Hint++: Parsing is not the bottleneck.

------
saretired
The C program isn't doing the same thing. It overwrites the array of variables
each time it scans a line. numpy.loadtxt returns an array of the parsed lines.
So you'd need to do some dynamic allocation to store the parsed values. If the
number of fields per input line isn't hardcoded, you'll need to walk sscanf()
across each input line while managing input and output buffers (you can call
read(), which is much faster, but you'll need to handle partial line reads).
numpy.loadtxt has additional capabilities, all of which add per-line overhead.
A fully functional clone of loadtxt in C is unlikely to run enormously faster,
i.e. enough to justify the programming involved. In any case, this toy
exercise isn't testing the speed of fscanf() in a meaningful way.

------
Grieverheart
You can probably make it even faster with this
[https://github.com/assimp/assimp/blob/d228dbeab7b6f2ee71a0a5...](https://github.com/assimp/assimp/blob/d228dbeab7b6f2ee71a0a5744ddee2d87851fe11/code/fast_atof.h)

------
Gupie
Some benchmarks for difference C++ methods of converting a string to double:

[http://tinodidriksen.com/2011/05/28/cpp-convert-string-to-
do...](http://tinodidriksen.com/2011/05/28/cpp-convert-string-to-double-
speed/)

------
tux3
I'm really not surprised. fscanf is a _really_ general thing, it handles many
cases and has to do 'perfect' text to floating point conversions.

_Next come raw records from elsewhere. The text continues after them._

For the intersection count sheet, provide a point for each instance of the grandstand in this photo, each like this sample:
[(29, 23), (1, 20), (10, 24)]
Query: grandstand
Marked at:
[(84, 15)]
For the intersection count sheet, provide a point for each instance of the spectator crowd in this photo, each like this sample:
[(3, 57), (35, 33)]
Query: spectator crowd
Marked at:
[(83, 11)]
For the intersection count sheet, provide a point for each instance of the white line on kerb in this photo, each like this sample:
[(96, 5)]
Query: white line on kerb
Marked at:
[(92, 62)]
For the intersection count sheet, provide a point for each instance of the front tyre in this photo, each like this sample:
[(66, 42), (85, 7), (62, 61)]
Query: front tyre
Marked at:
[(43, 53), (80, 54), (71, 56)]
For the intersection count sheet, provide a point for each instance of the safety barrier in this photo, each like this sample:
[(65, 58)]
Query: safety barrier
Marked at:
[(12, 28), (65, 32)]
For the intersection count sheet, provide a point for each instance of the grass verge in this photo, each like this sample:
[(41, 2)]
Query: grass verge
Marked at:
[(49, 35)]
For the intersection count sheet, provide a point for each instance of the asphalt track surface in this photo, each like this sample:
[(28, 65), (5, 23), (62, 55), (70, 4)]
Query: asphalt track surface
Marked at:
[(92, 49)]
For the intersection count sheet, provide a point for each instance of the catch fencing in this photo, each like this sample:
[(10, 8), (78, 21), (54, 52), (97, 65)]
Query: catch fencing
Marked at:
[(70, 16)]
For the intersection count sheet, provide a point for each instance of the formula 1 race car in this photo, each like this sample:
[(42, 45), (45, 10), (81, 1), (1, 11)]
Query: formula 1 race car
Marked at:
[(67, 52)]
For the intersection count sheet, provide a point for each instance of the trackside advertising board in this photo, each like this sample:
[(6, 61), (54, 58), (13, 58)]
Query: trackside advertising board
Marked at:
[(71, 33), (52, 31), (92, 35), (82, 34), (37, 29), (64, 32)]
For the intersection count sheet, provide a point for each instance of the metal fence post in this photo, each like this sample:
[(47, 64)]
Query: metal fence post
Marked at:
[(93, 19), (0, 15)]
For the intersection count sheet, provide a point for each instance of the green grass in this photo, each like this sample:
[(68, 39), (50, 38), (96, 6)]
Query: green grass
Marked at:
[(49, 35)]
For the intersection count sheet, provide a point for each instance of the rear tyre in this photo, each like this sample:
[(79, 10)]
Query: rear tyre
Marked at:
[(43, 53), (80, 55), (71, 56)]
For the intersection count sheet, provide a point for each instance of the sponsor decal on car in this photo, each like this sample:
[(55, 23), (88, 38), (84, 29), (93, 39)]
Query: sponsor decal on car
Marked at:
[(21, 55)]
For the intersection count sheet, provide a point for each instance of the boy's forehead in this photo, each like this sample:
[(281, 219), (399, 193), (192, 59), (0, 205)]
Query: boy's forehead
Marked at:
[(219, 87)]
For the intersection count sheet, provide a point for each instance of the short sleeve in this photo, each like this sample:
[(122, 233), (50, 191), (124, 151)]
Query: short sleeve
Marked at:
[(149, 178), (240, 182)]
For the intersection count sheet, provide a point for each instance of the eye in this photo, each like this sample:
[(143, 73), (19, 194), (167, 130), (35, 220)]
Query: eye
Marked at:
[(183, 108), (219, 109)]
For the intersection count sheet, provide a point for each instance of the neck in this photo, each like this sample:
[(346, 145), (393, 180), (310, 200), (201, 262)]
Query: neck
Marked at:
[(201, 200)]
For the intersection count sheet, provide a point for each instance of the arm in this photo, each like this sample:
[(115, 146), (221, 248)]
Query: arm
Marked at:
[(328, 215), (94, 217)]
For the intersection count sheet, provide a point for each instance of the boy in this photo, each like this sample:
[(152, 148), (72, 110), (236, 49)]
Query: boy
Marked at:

As a rule of thumb the formatted I/O functions are quite slow, and floating
point makes this much much worse.

It's one of those few places where rolling your own functions for your
particular use case will be much more efficient than using the one size fits
all standard library solutions.

------
nn3
[sf]scanf is also significantly faster than the C++ iostreams equivalents. I
sped up a IO bound program stream processing program recently by 40+% by
converting it back to sscanf().

------
lelf
Also it’s worth knowing about “%a” format (like %f but in native radix).
Properly written, it’ll be damn fast. [If both sides support it of course.]